CBRE Research, however, looked at a larger pool of technology talent — everyone from computer hardware engineers to information systems managers — and scored the city 16th among the nation’s top 50 in a 2016 ranking. Orange County came in 14th, Minneapolis 15th, Detroit 17th and Denver 18th.
Investing time and resources into San Diego’s STEM human capital could boost the region’s overall score.
Though expensive by other standards, housing is more affordable for San Diegans than it is for our biggest neighbor to the north. San Diego’s October 2016 median two-bedroom apartment rents came in at $2,100, or 20 percent lower than those in Los Angeles. We’re a steal compared with San Francisco and New York City, but it’s still cheaper to rent in Long Beach or Anaheim. It’s not much different for homebuyers. San Diego County’s median home price in August, $563,000, was 8 percent above LA County’s, but 25 percent below Orange County’s median and a 55 percent behind San Francisco’s.
The decentralized composition of San Diego’s technology sector lowers its profile somewhat.

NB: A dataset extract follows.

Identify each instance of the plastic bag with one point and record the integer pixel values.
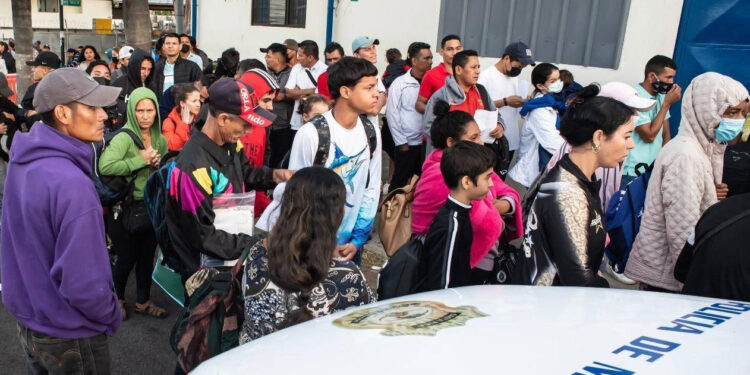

And although the entry of high-flying companies such as Google, Fitbit and GoPro strengthens its standing, the city’s average office rate in summer 2016 — $30.12 per square foot — is pricey compared with most western and secondary markets. A recent ranking put the city’s tech office market just ahead of Boulder and Denver and right behind Atlanta and Chicago. Separate research ranked San Diego’s 12.7 percent office rent growth between the second quarters of 2013 and 2015 as 10th nationwide, just below New York’s 14.1 percent and Dallas/Fort Worth’s 13.4 percent. Again, the recent addition of new coworking space downtown (DowntownWorks, WeWork) is expected to make the San Diego market more attractive to startups due to low-cost options in shared office space.
In terms of attracting venture capital to local startups, San Diego’s $351 million during 2016’s second quarter was among the highest nationally, just shy of the entire Southeast and ahead of the Northwest. It’s important to note, however, that the vast majority of VC money goes to San Diego’s life science industry. Biotechs don’t always fit the bill of traditional startups, however, because startups are known for scalability and fast-growth. Drug development — one of San Diego’s strong suits — can take a decade or more to reach profitability. This is why it’s important for San Diego and other startup communities to have a strong tech sectors, as well. Mature tech hubs bring in VC that dwarfs San Diego’s total haul (Silicon Valley’s $8.1 billion or Los Angeles and Orange counties’ combined $2.1 billion). San Diego’s local tech sector relies heavily on the angel community, and struggles to attract VC. This is why we’ve rated local venture capital at two stars, despite total VC hauls that appear impressive on paper.